Fee-for-service case management, ch 90
ARC 0319D
HUMAN SERVICES DEPARTMENT[441]
Adopted and Filed
Rulemaking related to fee-for-service case management
The Department of Health and Human Services hereby rescinds Chapter 90, “Case Management Services,” and adopts a new Chapter 90, “Fee-for-Service Case Management,” Iowa Administrative Code.
Legal Authority for Rulemaking
This rulemaking is adopted under the authority provided in Iowa Code chapter 249A.
State or Federal Law Implemented
This rulemaking implements, in whole or in part, Iowa Code chapter 249A.
Purpose and Summary
This rulemaking was undertaken pursuant to Executive Order 10. This chapter describes case management services provided to members covered under the medical assistance fee-for-service (FFS) program. Some Iowa Medicaid members are served through an FFS system where their health care providers are paid separately for each service (for example, an office visit, test, or procedure). This includes members who qualify for or receive services from the following FFS programs:
? Health Insurance Premium Payment Program (HIPP);
? Medicare Savings Program (MSP);
? Qualified Medicare Beneficiary (QMB);
? Specified Low-Income Medicare Beneficiary (SLMB);
? Emergency Medical Services;
? Medically Needy (also known as the spenddown program); and
? Presumptive Eligibility (subject to change once ongoing eligibility is determined).
Case management services are designed to ensure the health, safety, and welfare of members by assisting them in gaining access to appropriate and necessary medical services and interrelated social, educational, housing, transportation, vocational, and other services.
This chapter underwent a Red Tape Review pursuant to Executive Order 10. As a result of the review, the Department eliminated duplicative, outdated, and redundant terminology; added dates certain; and renamed the chapter to clarify that it is applicable to FFS Medicaid members.
Public Comment and Changes to Rulemaking
Notice of Intended Action for this rulemaking was published in the Iowa Administrative Bulletin on December 24, 2025, as ARC 9854C. Public hearings were held on the following date:
? January 13, 2026
No one attended the public hearings.
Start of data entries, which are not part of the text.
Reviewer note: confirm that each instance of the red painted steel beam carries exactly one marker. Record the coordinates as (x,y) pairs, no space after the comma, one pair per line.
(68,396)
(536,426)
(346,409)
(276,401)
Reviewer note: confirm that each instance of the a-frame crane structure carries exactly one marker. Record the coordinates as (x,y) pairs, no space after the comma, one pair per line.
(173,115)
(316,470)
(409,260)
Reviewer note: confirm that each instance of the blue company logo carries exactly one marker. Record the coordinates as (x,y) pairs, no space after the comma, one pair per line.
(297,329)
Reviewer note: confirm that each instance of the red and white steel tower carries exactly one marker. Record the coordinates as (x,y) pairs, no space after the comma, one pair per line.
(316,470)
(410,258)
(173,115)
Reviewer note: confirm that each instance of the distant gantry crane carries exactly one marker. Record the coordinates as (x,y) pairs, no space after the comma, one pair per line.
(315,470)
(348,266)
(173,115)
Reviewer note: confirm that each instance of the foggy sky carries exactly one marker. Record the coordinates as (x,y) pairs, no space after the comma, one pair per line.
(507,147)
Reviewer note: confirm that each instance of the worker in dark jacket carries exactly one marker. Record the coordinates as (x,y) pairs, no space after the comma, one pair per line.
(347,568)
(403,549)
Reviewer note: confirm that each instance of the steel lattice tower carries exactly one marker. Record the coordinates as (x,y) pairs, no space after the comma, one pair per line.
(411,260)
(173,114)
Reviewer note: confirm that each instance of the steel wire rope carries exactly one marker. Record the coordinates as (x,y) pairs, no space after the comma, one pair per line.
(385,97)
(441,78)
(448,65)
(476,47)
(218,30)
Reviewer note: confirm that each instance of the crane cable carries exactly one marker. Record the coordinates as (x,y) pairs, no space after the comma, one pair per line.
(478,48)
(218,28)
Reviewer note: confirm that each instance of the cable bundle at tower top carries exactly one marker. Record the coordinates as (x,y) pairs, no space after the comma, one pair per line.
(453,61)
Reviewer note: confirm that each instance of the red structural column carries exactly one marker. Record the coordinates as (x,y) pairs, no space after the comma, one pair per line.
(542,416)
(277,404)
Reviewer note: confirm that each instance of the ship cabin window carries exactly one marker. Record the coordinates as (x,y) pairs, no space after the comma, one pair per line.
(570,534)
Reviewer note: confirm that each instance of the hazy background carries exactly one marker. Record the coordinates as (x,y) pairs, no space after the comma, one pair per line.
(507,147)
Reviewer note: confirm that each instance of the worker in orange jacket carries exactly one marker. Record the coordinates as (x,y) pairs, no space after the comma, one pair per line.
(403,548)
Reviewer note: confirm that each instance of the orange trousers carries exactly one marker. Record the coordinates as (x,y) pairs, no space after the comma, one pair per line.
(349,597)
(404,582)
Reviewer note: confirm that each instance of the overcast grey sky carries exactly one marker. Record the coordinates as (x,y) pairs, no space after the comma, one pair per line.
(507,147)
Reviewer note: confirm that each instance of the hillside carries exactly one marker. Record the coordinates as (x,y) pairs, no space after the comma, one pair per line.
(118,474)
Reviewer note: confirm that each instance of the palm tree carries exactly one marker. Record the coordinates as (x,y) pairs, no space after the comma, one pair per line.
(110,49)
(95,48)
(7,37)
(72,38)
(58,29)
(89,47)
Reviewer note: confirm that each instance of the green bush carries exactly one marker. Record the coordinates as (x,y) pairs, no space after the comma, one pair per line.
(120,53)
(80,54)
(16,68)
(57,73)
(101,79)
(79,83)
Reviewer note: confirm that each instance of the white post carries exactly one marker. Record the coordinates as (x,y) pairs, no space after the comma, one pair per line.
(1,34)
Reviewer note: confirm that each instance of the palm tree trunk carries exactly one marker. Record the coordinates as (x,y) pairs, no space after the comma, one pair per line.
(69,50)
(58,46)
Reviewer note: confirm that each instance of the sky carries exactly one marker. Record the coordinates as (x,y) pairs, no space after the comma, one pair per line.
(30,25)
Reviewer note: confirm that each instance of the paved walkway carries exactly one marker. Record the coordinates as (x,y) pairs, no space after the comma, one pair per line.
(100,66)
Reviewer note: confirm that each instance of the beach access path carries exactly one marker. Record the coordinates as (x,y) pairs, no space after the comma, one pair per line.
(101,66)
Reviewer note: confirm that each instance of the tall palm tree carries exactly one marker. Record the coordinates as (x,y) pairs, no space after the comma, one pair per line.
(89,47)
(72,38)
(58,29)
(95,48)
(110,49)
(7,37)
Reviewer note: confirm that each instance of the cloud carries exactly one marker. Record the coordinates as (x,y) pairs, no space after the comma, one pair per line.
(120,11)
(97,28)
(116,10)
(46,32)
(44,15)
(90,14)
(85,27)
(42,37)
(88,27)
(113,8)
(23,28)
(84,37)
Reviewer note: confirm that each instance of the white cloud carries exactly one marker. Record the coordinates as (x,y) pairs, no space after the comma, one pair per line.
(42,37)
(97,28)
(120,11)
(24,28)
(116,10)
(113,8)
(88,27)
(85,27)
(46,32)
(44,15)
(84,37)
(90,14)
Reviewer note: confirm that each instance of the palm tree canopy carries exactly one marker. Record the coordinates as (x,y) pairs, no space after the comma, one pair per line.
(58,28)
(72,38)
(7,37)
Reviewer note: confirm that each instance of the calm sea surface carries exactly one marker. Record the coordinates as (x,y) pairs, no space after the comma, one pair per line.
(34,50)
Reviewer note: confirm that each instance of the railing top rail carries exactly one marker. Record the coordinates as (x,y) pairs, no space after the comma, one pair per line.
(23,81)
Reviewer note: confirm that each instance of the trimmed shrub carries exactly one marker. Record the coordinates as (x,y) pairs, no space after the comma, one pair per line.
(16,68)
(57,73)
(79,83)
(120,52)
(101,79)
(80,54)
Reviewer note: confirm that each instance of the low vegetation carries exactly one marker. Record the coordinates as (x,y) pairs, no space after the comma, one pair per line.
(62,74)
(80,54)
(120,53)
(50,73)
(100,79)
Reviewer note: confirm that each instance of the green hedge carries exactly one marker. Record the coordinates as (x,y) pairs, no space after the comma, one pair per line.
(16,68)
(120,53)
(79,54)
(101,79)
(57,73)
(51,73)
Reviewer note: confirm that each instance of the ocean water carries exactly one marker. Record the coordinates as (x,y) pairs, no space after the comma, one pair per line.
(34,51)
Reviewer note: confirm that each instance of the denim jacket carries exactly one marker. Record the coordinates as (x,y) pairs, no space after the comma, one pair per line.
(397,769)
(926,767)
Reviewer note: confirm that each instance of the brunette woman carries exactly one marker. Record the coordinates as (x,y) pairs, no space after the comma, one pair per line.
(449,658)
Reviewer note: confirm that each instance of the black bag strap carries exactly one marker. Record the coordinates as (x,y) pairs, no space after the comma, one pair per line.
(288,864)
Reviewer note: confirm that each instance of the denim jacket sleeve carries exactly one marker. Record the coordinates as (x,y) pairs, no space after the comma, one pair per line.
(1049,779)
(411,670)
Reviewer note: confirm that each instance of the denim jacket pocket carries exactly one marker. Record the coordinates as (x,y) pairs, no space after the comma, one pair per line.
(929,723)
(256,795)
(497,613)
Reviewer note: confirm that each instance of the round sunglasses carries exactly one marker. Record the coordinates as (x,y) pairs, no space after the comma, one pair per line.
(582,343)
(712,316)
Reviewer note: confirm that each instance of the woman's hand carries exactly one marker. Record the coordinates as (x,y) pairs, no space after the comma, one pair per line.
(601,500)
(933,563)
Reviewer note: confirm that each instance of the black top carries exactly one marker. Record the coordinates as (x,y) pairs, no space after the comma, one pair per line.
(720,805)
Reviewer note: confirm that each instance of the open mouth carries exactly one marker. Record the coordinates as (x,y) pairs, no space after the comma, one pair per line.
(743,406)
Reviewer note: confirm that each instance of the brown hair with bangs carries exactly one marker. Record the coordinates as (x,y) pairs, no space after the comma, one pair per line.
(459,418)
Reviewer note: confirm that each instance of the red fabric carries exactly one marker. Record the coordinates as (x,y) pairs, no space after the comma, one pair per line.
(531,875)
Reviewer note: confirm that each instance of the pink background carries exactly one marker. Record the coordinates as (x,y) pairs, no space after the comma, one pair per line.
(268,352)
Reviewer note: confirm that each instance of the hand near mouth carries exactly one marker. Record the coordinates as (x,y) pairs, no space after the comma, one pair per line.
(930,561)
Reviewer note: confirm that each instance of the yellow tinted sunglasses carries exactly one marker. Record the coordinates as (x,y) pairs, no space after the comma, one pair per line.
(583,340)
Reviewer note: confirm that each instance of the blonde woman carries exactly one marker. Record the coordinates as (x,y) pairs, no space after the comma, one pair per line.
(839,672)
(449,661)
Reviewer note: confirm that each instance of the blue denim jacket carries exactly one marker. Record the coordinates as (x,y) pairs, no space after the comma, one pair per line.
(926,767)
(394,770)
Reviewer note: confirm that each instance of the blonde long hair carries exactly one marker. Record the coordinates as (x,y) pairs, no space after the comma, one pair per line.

No public comments were received.
Changes from the Notice have been made. The Department restored language regarding targeted case management application approval and denial in subrule 90.2(3) from the existing rules as opposed to referring to the targeted case management provider manual. The Department also restored language regarding termination of targeted case management services in subrule 90.3(1) from the existing rules as opposed to referring to the targeted case management provider manual.
Adoption of Rulemaking
This rulemaking was adopted by the Department on April 16, 2026.
Fiscal Impact
This rulemaking has no fiscal impact to the State of Iowa.
Jobs Impact
After analysis and review of this rulemaking, no impact on jobs has been found.
Waivers
Any person who believes that the application of the discretionary provisions of this rulemaking would result in hardship or injustice to that person may petition the Department for a waiver of the discretionary provisions, if any, pursuant to 441—Chapter 2504.
Review by Administrative Rules Review Committee
The Administrative Rules Review Committee, a bipartisan legislative committee which oversees rulemaking by executive branch agencies, may, on its own motion or on written request by any individual or group, review this rulemaking at its regular monthly meeting or at a special meeting. The Committee’s meetings are open to the public, and interested persons may be heard as provided in Iowa Code section 17A.8(6).
Effective Date
This rulemaking will become effective on July 1, 2026.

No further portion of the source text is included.